Claudio Scajola-Giovanni Barbagallo. L’asse politico si ricompone al vertice della Riviera Trasporti, la società incaricata della gestione del servizio di trasporto pubblico in provincia di Imperia e alle prese con una crisi finanziaria (bilancio approvato con un passivo di circa 6 milioni di euro) che l’ha costretta a ricorrere allo strumento del concordato preventivo.

Imperia: Riviera Trasporti, torna il binomio Barbagallo-Scajola

Giovanni Barbagallo, 68 anni, figura di spicco del Pd e, più in generale, del centrosinistra imperiese, questa mattina è stato nominato, dall’assemblea dei soci, presidente della Riviera Trasporti. Il nome dell’ex assessore regionale (già ex Sindaco, ex consigliere regionale, ex consigliere comunale, ex vicepresidente Autofiori, ex membro cda Fondazione Carige) è stato proposto dal Presidente della Provincia, socio di maggioranza, Domenico Abbo.
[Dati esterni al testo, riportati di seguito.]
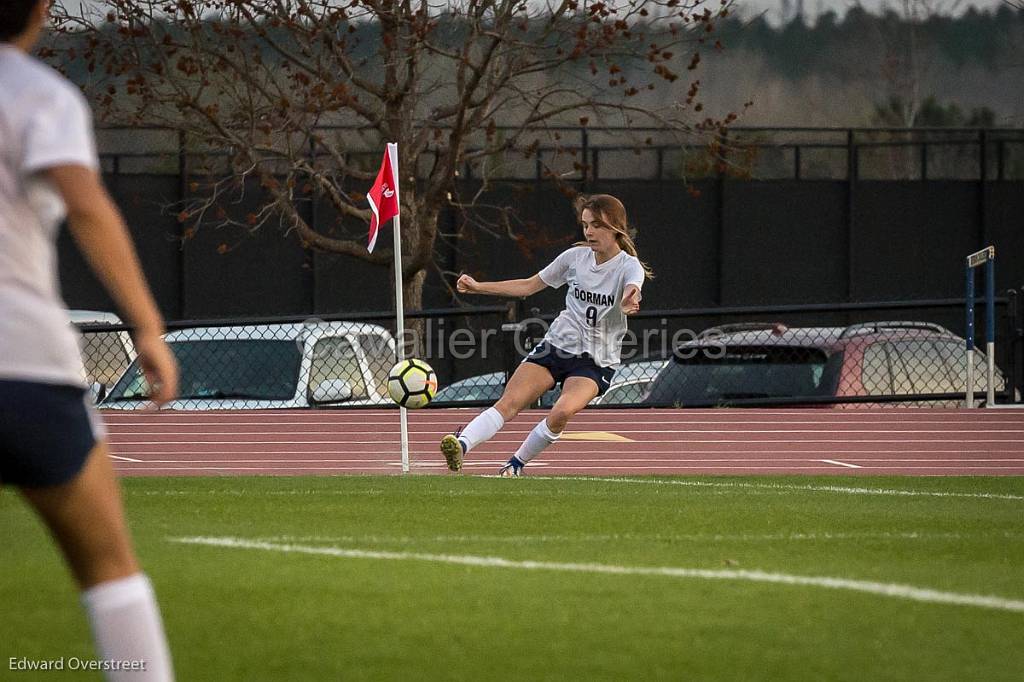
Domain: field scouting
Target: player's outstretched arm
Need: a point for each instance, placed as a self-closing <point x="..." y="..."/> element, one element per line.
<point x="511" y="288"/>
<point x="100" y="233"/>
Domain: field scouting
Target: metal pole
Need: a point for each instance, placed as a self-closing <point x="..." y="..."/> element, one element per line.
<point x="969" y="296"/>
<point x="990" y="327"/>
<point x="399" y="304"/>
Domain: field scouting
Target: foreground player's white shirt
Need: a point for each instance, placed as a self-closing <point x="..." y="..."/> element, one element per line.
<point x="44" y="122"/>
<point x="593" y="321"/>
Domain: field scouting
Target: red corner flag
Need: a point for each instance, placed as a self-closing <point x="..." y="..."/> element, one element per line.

Una scelta, quella di Barbagallo, non condivisa all’interno del Partito Democratico, la cui corrente minoritaria aveva proposto, quale candidato alla presidenza di Rt, il nome di Lucio d’Aloisio.
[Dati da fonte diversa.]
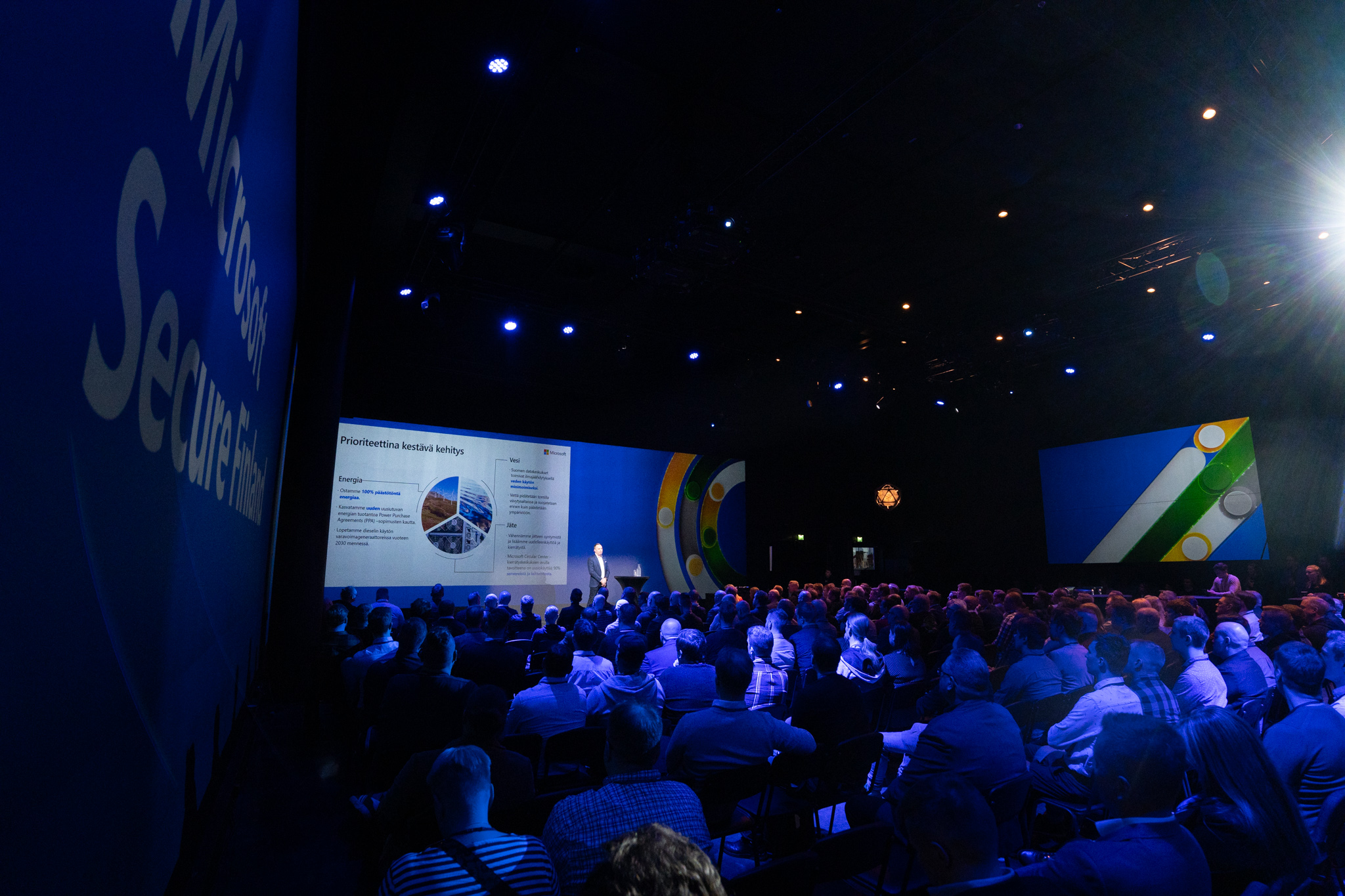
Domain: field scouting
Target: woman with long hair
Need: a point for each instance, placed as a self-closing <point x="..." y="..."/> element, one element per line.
<point x="1243" y="817"/>
<point x="904" y="662"/>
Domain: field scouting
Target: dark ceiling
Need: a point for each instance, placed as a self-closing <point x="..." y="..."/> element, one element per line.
<point x="864" y="152"/>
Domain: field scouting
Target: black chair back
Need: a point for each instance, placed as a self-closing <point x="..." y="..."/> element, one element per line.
<point x="530" y="817"/>
<point x="527" y="746"/>
<point x="854" y="852"/>
<point x="793" y="875"/>
<point x="577" y="746"/>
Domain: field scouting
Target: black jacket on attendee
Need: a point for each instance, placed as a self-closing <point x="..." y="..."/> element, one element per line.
<point x="491" y="662"/>
<point x="830" y="710"/>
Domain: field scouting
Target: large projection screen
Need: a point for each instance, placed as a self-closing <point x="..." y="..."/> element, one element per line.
<point x="1191" y="494"/>
<point x="422" y="505"/>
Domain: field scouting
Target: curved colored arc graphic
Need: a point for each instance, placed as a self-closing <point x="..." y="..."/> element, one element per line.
<point x="666" y="521"/>
<point x="726" y="479"/>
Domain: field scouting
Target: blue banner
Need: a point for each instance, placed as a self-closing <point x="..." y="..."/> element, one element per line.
<point x="150" y="296"/>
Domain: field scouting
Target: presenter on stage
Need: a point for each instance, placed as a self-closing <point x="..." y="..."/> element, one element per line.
<point x="598" y="571"/>
<point x="1225" y="582"/>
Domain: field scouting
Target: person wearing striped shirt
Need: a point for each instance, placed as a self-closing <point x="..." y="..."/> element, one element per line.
<point x="472" y="857"/>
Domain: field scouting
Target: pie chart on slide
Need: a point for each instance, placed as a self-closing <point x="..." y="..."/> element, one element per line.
<point x="456" y="515"/>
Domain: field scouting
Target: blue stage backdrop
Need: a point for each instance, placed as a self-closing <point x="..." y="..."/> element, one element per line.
<point x="417" y="505"/>
<point x="148" y="246"/>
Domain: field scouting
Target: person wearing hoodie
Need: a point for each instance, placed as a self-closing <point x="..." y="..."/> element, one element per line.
<point x="861" y="660"/>
<point x="627" y="684"/>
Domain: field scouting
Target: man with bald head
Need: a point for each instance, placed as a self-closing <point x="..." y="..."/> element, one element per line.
<point x="665" y="656"/>
<point x="1228" y="649"/>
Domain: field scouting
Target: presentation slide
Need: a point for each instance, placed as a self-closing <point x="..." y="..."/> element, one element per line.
<point x="422" y="505"/>
<point x="1180" y="495"/>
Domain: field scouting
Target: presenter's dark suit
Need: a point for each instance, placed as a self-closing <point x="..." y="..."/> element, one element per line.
<point x="596" y="575"/>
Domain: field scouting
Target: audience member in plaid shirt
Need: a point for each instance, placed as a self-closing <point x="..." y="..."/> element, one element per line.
<point x="631" y="797"/>
<point x="768" y="684"/>
<point x="1156" y="699"/>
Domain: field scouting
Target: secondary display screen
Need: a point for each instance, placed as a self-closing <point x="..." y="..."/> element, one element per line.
<point x="417" y="505"/>
<point x="1180" y="495"/>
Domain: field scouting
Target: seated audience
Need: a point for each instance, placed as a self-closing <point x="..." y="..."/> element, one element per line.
<point x="1243" y="816"/>
<point x="975" y="738"/>
<point x="1069" y="654"/>
<point x="378" y="633"/>
<point x="1199" y="683"/>
<point x="903" y="662"/>
<point x="460" y="784"/>
<point x="1156" y="698"/>
<point x="1034" y="676"/>
<point x="1067" y="777"/>
<point x="654" y="861"/>
<point x="831" y="707"/>
<point x="726" y="735"/>
<point x="811" y="616"/>
<point x="782" y="652"/>
<point x="770" y="685"/>
<point x="627" y="684"/>
<point x="860" y="660"/>
<point x="631" y="796"/>
<point x="1308" y="746"/>
<point x="590" y="670"/>
<point x="1138" y="767"/>
<point x="423" y="710"/>
<point x="553" y="704"/>
<point x="665" y="656"/>
<point x="956" y="839"/>
<point x="404" y="661"/>
<point x="1243" y="677"/>
<point x="525" y="622"/>
<point x="571" y="614"/>
<point x="550" y="631"/>
<point x="689" y="685"/>
<point x="493" y="661"/>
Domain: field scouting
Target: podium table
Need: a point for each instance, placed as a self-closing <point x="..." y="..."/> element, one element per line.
<point x="630" y="582"/>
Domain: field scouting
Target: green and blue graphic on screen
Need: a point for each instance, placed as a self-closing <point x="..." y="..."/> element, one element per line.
<point x="1179" y="495"/>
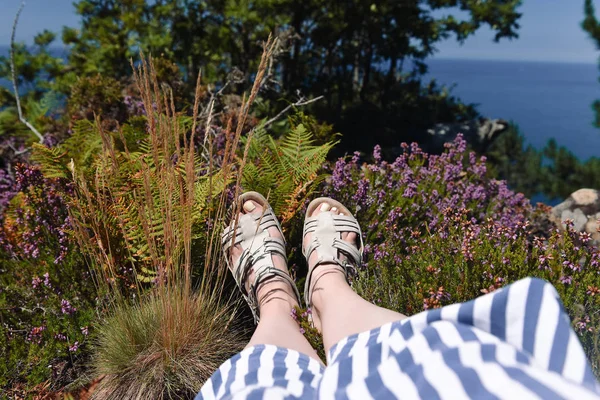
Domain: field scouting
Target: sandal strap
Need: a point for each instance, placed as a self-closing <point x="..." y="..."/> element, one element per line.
<point x="258" y="247"/>
<point x="326" y="229"/>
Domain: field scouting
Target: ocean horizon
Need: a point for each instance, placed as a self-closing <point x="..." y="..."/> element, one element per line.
<point x="546" y="100"/>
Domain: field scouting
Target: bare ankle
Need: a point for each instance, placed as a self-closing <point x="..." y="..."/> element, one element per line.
<point x="327" y="279"/>
<point x="277" y="294"/>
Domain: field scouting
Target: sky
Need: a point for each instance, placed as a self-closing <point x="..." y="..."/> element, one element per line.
<point x="550" y="31"/>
Barbagallo e Scajola, da anni (e non è una novità, anche se a dirlo si fa peccato) si spartiscono il potere politico in provincia di Imperia, con il silenzio assenso dei vertici del Pd locale. Nemici-amici, si sono strizzati l’occhio in più occasioni, non disdegnando appoggi incrociati in campagna elettorale. Una collaborazione, mascherata da “rispetto per l’avversario” , che ha portato a un appiattimento politico disarmante. Ne è una perfetta sintesi il decadente consiglio comunale in carica, con il Partito Democratico (tra i cui banchi siede la nipote di Barbagallo, l’ex assessore Enrica Chiarini) ridotto a stampella della maggioranza.
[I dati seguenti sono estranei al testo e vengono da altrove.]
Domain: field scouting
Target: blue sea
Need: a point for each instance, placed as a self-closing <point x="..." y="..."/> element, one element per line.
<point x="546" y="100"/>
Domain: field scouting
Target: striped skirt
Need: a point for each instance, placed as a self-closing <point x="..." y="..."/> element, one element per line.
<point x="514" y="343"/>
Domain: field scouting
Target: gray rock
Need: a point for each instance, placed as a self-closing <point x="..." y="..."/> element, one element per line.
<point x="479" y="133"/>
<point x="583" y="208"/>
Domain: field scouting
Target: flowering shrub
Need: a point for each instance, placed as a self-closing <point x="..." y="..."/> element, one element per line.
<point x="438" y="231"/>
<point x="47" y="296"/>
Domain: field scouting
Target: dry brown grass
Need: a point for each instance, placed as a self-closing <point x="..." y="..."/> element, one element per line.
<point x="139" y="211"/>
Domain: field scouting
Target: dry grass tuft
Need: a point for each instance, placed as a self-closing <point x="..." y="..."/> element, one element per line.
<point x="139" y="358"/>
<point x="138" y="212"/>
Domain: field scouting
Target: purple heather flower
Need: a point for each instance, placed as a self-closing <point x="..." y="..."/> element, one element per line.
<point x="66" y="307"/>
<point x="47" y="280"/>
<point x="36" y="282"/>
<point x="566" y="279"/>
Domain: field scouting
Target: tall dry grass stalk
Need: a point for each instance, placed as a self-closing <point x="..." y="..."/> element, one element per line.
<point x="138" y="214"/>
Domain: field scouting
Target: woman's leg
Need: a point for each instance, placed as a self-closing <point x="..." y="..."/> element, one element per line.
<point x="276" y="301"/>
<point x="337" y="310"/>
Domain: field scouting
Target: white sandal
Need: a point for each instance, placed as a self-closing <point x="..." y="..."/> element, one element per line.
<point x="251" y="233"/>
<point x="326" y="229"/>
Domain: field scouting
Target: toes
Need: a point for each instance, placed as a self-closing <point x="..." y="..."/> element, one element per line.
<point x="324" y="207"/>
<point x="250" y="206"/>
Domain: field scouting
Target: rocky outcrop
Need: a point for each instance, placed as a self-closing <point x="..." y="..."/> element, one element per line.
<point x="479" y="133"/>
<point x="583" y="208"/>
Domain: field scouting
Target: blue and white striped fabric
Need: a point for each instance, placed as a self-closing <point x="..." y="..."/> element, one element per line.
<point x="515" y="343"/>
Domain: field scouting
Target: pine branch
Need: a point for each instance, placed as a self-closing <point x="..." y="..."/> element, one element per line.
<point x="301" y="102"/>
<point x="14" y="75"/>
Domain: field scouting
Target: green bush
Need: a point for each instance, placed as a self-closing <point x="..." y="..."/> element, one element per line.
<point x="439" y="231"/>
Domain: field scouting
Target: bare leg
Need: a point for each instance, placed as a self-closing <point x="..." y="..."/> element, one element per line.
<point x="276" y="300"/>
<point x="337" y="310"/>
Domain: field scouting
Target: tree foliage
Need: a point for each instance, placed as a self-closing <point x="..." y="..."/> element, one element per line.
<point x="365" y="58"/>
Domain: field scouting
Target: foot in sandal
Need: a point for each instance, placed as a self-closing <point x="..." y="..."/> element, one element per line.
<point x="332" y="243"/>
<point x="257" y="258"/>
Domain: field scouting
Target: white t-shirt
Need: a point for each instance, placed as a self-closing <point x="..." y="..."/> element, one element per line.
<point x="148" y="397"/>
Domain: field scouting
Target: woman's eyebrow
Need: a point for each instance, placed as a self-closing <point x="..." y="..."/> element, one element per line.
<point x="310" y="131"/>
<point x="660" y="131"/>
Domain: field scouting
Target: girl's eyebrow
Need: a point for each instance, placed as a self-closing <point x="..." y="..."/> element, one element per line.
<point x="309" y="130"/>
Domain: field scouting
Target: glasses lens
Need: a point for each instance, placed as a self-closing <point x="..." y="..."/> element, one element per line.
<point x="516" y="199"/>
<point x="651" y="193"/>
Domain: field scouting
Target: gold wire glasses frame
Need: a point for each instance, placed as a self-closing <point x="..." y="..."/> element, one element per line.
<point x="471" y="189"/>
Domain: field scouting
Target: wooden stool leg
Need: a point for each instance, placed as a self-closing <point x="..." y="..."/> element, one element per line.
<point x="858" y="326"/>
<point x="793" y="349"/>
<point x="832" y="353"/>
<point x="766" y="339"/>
Con l’avvento di Barbagallo ai vertici della Riviera Trasporti (per la cronaca, sarà affiancato dalla commercialista Sara Lercaro, vicina proprio al Sindaco Claudio Scajola, e dall’ing. John Pasqui) Imperia ha compiuto il suo definitivo salto negli anni ’90. Da Gianni Giuliano (presidente dell’Università) a Giacomo Raineri (vicepresidente Fondazione Carige), da Giovanni Barbagallo (presidente Rt) a Luigi Sappa (candidato alle scorse regionali) sino all’ex Ministro, Claudio Scajola, si ricompone una classe politica che ha avuto un ruolo certamente non secondario nel declino economico e culturale della città. Che bellezza, il rinnovamento.